One of the concerns parents continue to reiterate, he says, is the length of time it takes to get an official diagnosis. The only health professionals qualified to make the diagnosis in this province are pediatricians in the developmental unit at the Janeway hospital, he says.
Early diagnosis is crucial, Crocker says and without it, children cannot access the ABA (Applied Behavioural Analysis) therapy program.
Crocker has heard from parents waiting almost two years to have their child diagnosed. Some parents are thinking of taking their child to another province for a diagnosis, he notes.
The society would also like to see the ABA therapy program offered to children with autism up until the end of Grade 6. Currently, it stops at the end of Grade 3.
Crocker says a lack of specific training on how to deal with children with autism among not only student assistants but also special services teachers and regular classroom teachers is a concern for many parents.
"With inclusion, kids with autism are in the regular classroom for most of the day.
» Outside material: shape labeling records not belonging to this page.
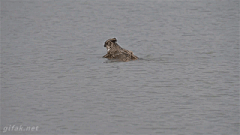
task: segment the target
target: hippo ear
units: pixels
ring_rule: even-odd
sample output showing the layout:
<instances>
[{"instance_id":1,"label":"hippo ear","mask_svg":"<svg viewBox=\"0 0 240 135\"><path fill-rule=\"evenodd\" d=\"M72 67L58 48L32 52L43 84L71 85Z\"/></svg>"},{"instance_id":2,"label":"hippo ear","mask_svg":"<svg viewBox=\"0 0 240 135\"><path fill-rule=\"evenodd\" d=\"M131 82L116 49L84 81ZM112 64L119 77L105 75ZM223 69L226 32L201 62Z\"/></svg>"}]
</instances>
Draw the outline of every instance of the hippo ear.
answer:
<instances>
[{"instance_id":1,"label":"hippo ear","mask_svg":"<svg viewBox=\"0 0 240 135\"><path fill-rule=\"evenodd\" d=\"M116 38L112 38L111 41L115 43L115 42L117 42L117 39Z\"/></svg>"}]
</instances>

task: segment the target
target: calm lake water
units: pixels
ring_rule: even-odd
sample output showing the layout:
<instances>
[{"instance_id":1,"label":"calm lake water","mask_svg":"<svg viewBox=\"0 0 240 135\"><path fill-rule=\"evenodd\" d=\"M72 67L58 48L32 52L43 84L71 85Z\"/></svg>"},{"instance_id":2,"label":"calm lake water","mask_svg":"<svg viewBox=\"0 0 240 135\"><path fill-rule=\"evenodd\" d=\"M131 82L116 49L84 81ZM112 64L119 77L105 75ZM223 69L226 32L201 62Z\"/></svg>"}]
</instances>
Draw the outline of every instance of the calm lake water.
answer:
<instances>
[{"instance_id":1,"label":"calm lake water","mask_svg":"<svg viewBox=\"0 0 240 135\"><path fill-rule=\"evenodd\" d=\"M3 134L237 135L239 87L238 0L1 1Z\"/></svg>"}]
</instances>

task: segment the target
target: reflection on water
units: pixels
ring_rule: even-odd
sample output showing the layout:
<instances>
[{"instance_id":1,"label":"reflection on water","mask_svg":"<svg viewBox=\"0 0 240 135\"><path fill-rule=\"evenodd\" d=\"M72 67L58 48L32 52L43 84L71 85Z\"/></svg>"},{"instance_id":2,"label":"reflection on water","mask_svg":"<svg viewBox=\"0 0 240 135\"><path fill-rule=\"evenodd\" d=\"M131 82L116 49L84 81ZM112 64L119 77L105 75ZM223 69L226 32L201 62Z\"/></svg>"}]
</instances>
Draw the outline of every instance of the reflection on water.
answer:
<instances>
[{"instance_id":1,"label":"reflection on water","mask_svg":"<svg viewBox=\"0 0 240 135\"><path fill-rule=\"evenodd\" d=\"M239 134L238 1L1 4L1 129Z\"/></svg>"}]
</instances>

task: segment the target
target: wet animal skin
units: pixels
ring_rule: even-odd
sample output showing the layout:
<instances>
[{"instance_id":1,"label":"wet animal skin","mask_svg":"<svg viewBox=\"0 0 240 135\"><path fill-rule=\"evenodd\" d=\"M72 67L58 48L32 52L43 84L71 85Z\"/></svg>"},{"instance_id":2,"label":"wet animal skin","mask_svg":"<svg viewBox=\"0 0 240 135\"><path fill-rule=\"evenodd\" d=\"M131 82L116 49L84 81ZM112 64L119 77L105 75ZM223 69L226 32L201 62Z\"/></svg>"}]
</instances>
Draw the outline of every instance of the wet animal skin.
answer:
<instances>
[{"instance_id":1,"label":"wet animal skin","mask_svg":"<svg viewBox=\"0 0 240 135\"><path fill-rule=\"evenodd\" d=\"M104 55L103 58L117 59L124 62L138 59L132 51L120 47L116 42L116 38L108 39L105 42L104 47L107 48L107 54Z\"/></svg>"}]
</instances>

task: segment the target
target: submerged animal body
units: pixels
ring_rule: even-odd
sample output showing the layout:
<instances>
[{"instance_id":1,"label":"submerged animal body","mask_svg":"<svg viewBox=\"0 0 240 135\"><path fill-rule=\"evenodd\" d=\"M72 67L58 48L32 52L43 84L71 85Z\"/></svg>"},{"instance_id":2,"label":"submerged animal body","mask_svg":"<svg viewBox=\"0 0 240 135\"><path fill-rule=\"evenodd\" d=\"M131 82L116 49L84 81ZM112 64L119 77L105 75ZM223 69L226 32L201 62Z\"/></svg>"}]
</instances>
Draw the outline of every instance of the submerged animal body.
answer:
<instances>
[{"instance_id":1,"label":"submerged animal body","mask_svg":"<svg viewBox=\"0 0 240 135\"><path fill-rule=\"evenodd\" d=\"M105 42L104 47L107 48L107 54L104 55L103 58L118 59L124 62L138 59L132 51L120 47L116 42L116 38L108 39Z\"/></svg>"}]
</instances>

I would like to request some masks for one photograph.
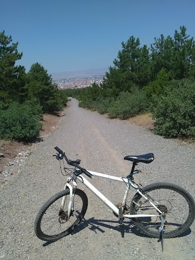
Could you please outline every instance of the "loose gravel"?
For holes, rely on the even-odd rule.
[[[36,216],[43,203],[63,189],[66,180],[52,157],[55,146],[69,158],[81,159],[81,165],[88,170],[123,177],[131,166],[123,160],[125,156],[153,152],[154,162],[137,166],[142,173],[136,180],[143,185],[177,183],[195,198],[194,146],[78,108],[73,99],[58,128],[37,144],[19,172],[0,186],[0,259],[195,259],[195,222],[183,235],[165,240],[162,252],[160,241],[139,232],[131,220],[119,225],[110,209],[80,182],[78,187],[89,200],[84,220],[73,234],[56,242],[38,239],[33,227]],[[91,182],[115,203],[121,201],[124,185],[96,177]],[[130,201],[135,193],[130,193]]]

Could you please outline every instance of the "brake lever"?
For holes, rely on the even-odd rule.
[[[62,159],[63,159],[63,155],[61,154],[59,154],[59,153],[57,154],[55,154],[53,156],[55,156],[56,158],[58,160],[61,160]]]

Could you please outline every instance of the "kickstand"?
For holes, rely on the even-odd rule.
[[[162,251],[163,252],[164,249],[164,227],[162,228],[162,230],[161,232],[161,247],[162,247]]]

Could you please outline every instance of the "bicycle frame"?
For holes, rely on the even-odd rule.
[[[143,194],[140,191],[139,187],[137,184],[134,181],[132,181],[127,180],[126,178],[123,178],[122,177],[117,177],[115,176],[113,176],[112,175],[108,175],[107,174],[104,174],[103,173],[98,173],[93,172],[92,171],[87,170],[90,173],[92,174],[94,176],[97,176],[100,178],[103,178],[105,179],[107,179],[109,180],[116,180],[117,181],[119,181],[122,182],[125,182],[126,184],[126,187],[125,189],[125,193],[124,195],[123,199],[122,200],[122,203],[121,203],[121,214],[122,214],[123,210],[126,204],[126,201],[127,197],[127,195],[128,194],[129,189],[130,188],[130,185],[132,186],[134,189],[136,189],[136,191],[138,193],[146,200],[149,202],[151,205],[155,208],[157,212],[159,212],[159,214],[156,215],[146,215],[146,214],[140,214],[140,215],[130,215],[130,214],[125,214],[122,215],[122,218],[127,218],[129,219],[131,219],[132,218],[147,218],[150,217],[158,217],[161,218],[164,218],[165,215],[162,212],[161,212],[156,206],[151,201],[151,198],[146,197],[144,194]],[[66,183],[64,189],[68,188],[70,189],[70,201],[68,206],[68,218],[69,218],[70,216],[71,209],[72,208],[72,206],[74,203],[74,190],[77,187],[77,183],[76,180],[78,179],[79,181],[82,182],[87,188],[88,188],[91,191],[92,191],[94,194],[95,194],[104,204],[105,204],[109,208],[110,208],[117,216],[119,216],[119,209],[112,202],[111,202],[107,198],[106,198],[100,191],[99,191],[94,186],[89,182],[83,176],[79,175],[78,176],[76,176],[75,174],[73,174],[73,179],[70,177],[67,178],[67,182]],[[69,184],[70,181],[72,181],[73,184],[73,188]],[[156,203],[158,204],[157,201],[155,201]],[[63,205],[64,203],[64,198],[62,199],[62,201],[61,203],[61,208],[63,209]]]

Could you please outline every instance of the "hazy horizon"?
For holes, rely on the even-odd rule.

So it's critical that the regular classroom teachers have the training on how to work with autistic children."
While children may be in the mainstream classroom most of the day, Crocker says when necessary there are options for "pull out" and one-on-one with the special services teacher.
That's not happening in many cases, he said.
"Autism is a very particular disability to the child. Many can't survive successfully in a classroom with 25 other students. The (teachers) don't have the training to begin with and, on top of that, the kids aren't getting the pull-out to help remediate the deficits."
In order to access services in this province, Crocker says, a child has to have an IQ of less than 70.
Crocker was in the school system for 37 years, including 30 years as a principal. He says "that's the most ridiculous guideline or selection criteria that exist."
There are many children with autism with IQs over 70, he said.
Joey's dad has the same hopes and dreams for his son as he does his 10-year-old daughter. He wants his children to be happy.
"And we'd love for Joey to have at least one friend. It's heartbreaking that he doesn't."